New York quartet’s geometric art rock and expansive repertoire resonates on the south coast
Preoccupied with merely achieving that metallic Andy Gill guitar sound, the swathe of conservative and disposable competitors who are presently jostling with Parquet Courts for audience acceptance, never quite seem able to match the cult New York band’s strange creativeness, always coming up oddly absent in their efforts. There’s something in the group’s apparently spontaneous abstractions and expansive repertoire that resonates more keenly with audiences, a far greater musical tradition blanket woven into their enthusiastic, animated and mature grooves. Completely engaged with evocative storytelling and bumpy melodies, there’s actual meaning to it all.
Avoiding rectangular rock and roll for a more geometric take on art rock, the coughing electronics and playfully droll repetitions of opening number Application/Apparatus, taken from new record Sympathy For Life, shower the attendees with the now expected Fall/Velvet Underground/Jonathan Richman aural references but as the conceptually sharp band rip through an hour and a half of sophisticated tracks like Walking At A Downtown Pace, Dust, Freeboard II, Wide Awake and a multitude of others, you begin to hear a deeper vein of influence suggestively boomerang around the hall.
There are broad touches of Liquid Liquid at one stage, then some aggressive cues taken from the similarly alliterative Medium Medium, a generous smidge of that baggy, pill popping hedonism so beloved of the Happy Mondays and The Charlatans and, even at the end, some uncanny winsome soft rock a la The Eagles or Fleetwood Mac.
Without resorting to cliché, Parquet Courts are really out there using every method at their disposal when it comes to their creative lexicon and impressing fans. Unpredictable barrages of style contribute to the irreverent yet learned vibe they so effortlessly create, be it when they’re lulling with modest folk pop, riling them up with neatly chiselled new wave or pushing towards transcendence with monumental hard edged punk funk.

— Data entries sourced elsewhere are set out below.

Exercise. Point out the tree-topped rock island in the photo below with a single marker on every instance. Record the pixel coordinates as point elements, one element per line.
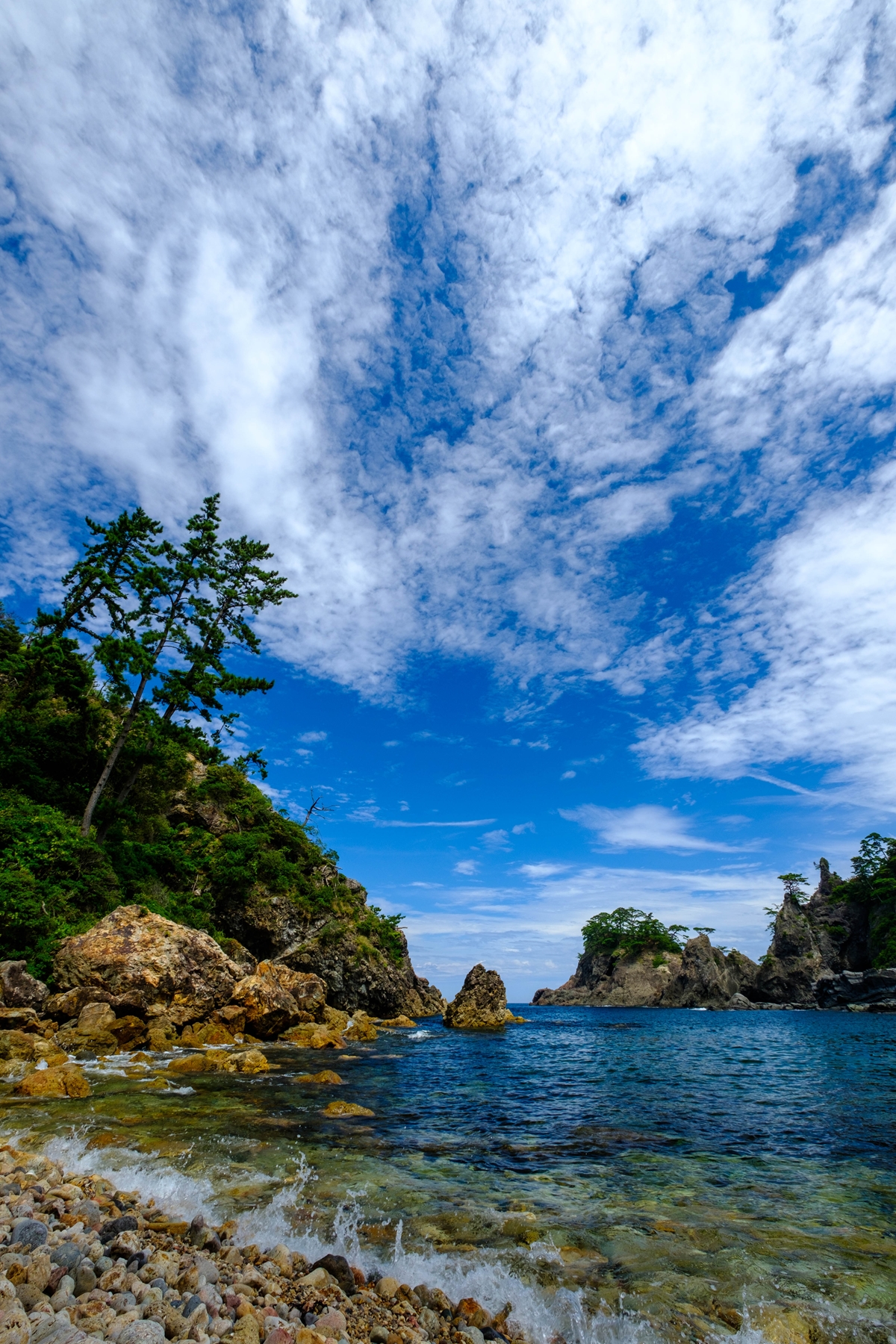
<point>835,949</point>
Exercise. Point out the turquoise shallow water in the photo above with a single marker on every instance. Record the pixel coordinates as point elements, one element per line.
<point>685,1174</point>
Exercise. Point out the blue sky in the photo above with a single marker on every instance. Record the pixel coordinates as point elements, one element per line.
<point>553,351</point>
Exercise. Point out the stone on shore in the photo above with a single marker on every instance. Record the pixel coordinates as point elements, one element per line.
<point>140,960</point>
<point>346,1108</point>
<point>18,988</point>
<point>480,1004</point>
<point>62,1081</point>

Wanting to close the show, and not all that big on nostalgia but aware the crowd is indignantly bristling with conspicuous anticipation for ‘that song’, the band thank all present for their continued support by striking up fan favourite Stoned & Starving and – whomp! – the hall erupts with a gust of berserk mania, possessed by some visceral urge to bounce and tear their hearts out with the song’s mock slacker narrative.